34. The method of any one of claims 1-31, wherein the patient has a cancer selected from the group consisting of: melanoma (e.g., patients with unresectable or metastatic melanoma, melanoma involving lymph nodes after complete excision); non-small cell lung cancer (NSCLC) (e.g., metastatic non-squamous NSCLC, III NSCLC, metastatic NSCLC expressing PD-L1); head and Neck Squamous Cell Carcinoma (HNSCC); classical hodgkin lymphoma (cHL); primary mediastinum large B-cell lymphoma (PMBCL); urothelial cancer (e.g., locally advanced or metastatic urothelial cancer expressing PD-L1); microsatellite highly unstable cancers (e.g., unresectable or metastatic, microsatellite highly unstable (MSI-H) or mismatch repair deficient); solid tumors that progressed after past treatment; gastric cancer (e.g., recurrent locally advanced or metastatic gastric cancer expressing PD-L1 or esophageal-gastric junction adenocarcinoma); cervical cancer; hepatocellular carcinoma (HCC); merkel Cell Carcinoma (MCC); and Renal Cell Carcinoma (RCC).

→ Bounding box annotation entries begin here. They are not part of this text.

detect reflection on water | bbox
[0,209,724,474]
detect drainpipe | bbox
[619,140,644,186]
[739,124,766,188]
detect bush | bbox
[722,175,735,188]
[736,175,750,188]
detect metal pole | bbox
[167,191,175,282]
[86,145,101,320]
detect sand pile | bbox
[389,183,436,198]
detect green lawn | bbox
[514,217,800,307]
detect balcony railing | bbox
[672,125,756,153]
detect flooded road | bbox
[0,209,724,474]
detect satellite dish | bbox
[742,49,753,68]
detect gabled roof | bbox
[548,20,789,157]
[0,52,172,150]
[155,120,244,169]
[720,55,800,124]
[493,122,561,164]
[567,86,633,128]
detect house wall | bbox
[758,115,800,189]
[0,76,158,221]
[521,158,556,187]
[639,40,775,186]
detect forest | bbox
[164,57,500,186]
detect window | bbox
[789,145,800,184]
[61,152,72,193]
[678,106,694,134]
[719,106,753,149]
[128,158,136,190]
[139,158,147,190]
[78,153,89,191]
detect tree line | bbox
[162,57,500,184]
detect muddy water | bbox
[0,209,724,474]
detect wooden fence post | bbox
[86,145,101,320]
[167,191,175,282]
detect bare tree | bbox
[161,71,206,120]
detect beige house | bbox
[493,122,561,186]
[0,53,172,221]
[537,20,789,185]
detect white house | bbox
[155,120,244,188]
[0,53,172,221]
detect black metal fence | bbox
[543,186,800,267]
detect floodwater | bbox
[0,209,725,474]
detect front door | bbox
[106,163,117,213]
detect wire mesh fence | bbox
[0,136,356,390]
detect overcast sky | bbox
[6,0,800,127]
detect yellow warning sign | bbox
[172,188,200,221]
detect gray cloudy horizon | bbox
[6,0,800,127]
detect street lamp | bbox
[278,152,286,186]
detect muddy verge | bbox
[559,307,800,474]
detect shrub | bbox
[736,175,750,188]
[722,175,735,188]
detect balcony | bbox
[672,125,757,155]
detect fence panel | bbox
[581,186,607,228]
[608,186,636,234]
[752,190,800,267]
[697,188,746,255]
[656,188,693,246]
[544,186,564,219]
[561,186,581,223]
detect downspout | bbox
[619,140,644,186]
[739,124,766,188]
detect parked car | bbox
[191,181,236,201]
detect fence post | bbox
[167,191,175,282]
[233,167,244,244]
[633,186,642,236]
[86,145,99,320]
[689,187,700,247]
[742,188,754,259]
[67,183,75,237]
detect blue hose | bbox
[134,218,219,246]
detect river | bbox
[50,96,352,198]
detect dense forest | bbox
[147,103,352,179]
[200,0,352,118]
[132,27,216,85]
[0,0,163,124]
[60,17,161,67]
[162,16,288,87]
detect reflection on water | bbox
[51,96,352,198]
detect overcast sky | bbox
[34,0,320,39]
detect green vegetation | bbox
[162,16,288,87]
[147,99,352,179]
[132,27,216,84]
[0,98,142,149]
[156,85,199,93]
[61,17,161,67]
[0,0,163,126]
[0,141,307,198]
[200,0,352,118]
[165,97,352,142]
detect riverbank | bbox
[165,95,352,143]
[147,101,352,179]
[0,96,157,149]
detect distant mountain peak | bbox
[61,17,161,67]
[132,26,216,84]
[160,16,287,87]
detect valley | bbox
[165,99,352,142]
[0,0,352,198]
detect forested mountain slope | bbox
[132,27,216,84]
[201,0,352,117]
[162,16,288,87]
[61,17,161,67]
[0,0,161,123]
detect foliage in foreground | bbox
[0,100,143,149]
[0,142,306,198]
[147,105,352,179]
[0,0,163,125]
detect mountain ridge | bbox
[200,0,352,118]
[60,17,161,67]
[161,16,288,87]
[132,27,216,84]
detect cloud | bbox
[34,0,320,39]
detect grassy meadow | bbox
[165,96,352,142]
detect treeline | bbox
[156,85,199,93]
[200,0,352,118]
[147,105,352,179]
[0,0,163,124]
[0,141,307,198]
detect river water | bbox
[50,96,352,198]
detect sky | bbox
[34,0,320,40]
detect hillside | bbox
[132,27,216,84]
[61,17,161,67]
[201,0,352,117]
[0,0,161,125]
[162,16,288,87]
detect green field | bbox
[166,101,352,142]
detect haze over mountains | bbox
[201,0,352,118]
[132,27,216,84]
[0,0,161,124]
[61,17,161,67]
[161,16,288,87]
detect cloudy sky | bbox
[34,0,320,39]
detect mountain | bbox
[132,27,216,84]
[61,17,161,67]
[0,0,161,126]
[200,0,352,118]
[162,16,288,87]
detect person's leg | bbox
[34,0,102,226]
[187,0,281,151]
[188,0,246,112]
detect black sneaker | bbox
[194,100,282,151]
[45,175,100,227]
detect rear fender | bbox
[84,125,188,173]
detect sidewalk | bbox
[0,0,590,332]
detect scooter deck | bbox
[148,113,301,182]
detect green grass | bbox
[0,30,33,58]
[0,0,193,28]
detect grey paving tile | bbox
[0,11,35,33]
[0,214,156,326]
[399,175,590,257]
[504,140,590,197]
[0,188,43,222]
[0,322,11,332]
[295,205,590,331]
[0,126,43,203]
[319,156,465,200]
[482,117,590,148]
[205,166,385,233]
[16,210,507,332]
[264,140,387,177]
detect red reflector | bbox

35. A method for expanding T cells, the method comprising culturing the T cells in the presence of AMV 564.

36. The method of claim 35, wherein the T cells express a chimeric antigen receptor.

37. The method of claim 35 or 36, wherein the culturing is continued for at least 5 days.

38. A method for expanding NK cells, the method comprising culturing the NK cells in the presence of AMV 564.

39. The method of claim 38, wherein the NK cells express a chimeric antigen receptor.

40. The method of claim 38 or 39, wherein the culturing is continued for at least 5 days.

41. A method for amplifying cytotoxic lymphocytes (CTLs), the method comprising culturing the CTLs in the presence of AMV 564.